Frankfurt keeps an underground station open for homeless people to stay overnight in winter.

On the pavement in front of the San Francisco City Hall, numbered areas like parking lots mark where homeless people can line up tents, corona-compliant with distance maintenance.

Moscow relies on a bird and ostrich policy: if there was officially no homelessness during the Soviet era because it was considered a manifestation of capitalism, the administration surrenders today to this legacy and leaves it to citizens' initiatives.

Bars, bollards, uncomfortable benches

In this way or similar provisionally, overburdened city administrations channel the growing demands through problems that they regulate elsewhere through displacement: grids, bollards, and often benches with a curvy design prevent people without a home from finding shelter or sleeping in places where they and they Sight of their miserable belongings are undesirable. One thing should be clear: Nobody lives on the street voluntarily. The passer-by knows this and does not want to be reminded, he also knows that these marginalized people eventually led a middle class life, until maybe their job was gone or the family broke up, until an addiction got out of control or the psyche no longer played along. It could be everyone.

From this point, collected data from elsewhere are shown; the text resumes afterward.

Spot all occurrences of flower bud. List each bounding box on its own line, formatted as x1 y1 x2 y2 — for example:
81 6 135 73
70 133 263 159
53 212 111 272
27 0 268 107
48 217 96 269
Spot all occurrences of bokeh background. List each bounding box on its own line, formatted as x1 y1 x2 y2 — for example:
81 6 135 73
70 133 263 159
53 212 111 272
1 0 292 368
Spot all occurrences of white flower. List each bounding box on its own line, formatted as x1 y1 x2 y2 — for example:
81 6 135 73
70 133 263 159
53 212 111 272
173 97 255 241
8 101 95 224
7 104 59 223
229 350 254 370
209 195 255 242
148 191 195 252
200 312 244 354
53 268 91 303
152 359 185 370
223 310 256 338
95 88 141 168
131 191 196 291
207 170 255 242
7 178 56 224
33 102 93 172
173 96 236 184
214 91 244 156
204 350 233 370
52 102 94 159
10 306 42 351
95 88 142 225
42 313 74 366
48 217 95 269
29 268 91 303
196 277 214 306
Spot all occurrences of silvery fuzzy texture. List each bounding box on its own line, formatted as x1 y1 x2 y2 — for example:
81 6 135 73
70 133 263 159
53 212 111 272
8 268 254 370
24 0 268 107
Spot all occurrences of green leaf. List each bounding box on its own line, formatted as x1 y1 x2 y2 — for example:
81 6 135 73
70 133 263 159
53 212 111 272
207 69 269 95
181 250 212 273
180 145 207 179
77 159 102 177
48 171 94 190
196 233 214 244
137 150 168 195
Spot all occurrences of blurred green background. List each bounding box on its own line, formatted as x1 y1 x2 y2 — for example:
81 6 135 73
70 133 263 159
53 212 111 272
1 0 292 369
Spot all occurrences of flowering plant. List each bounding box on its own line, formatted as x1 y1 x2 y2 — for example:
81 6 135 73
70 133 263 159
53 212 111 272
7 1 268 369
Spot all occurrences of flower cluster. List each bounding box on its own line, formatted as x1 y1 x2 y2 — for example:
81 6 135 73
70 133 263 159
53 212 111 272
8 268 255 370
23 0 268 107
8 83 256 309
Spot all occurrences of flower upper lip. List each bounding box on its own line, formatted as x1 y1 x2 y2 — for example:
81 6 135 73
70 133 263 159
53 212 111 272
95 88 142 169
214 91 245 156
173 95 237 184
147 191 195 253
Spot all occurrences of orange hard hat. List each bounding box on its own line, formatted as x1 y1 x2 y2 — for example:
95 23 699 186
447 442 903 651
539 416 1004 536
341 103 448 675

“Who's next?” Is the provocative question asked by an excellent exhibition in the Architecture Museum in Munich's Pinakothek der Moderne. Who will end up under the bridge next because they can no longer pay their rent? But above all, how does society deal with homelessness? The exhibition curated by Daniel Talesnik illuminates the problem using the example of eight global cities. In sunny San Francisco, once the hippie capital and center of an alternative way of life, the gap is particularly wide. In the past ten years, the number of homeless people has more than tripled. The boom in the tech industry in nearby Silicon Valley led to the influx of high-income employees and explosive population growth. As a result, rents rose exorbitantly, while the California construction costs,the highest in the United States, hindering affordable housing.

The statistics listed make you dizzy: In Los Angeles, the average rent is 46.7 percent of average income, also because there is a shortage of well over 500,000 affordable apartments.

In São Paulo, the richest city in Latin America, the number of homeless people is estimated to have increased by sixty to seventy percent in the first year of Corona, and in Mumbai 250,000 people now have to see where they stay at night.

The number of affected children as well as old women and men is increasing everywhere.

The dramatic figures show that Europe is still comparatively well off.

The welfare state helps here, even if there is still plenty of room for improvement.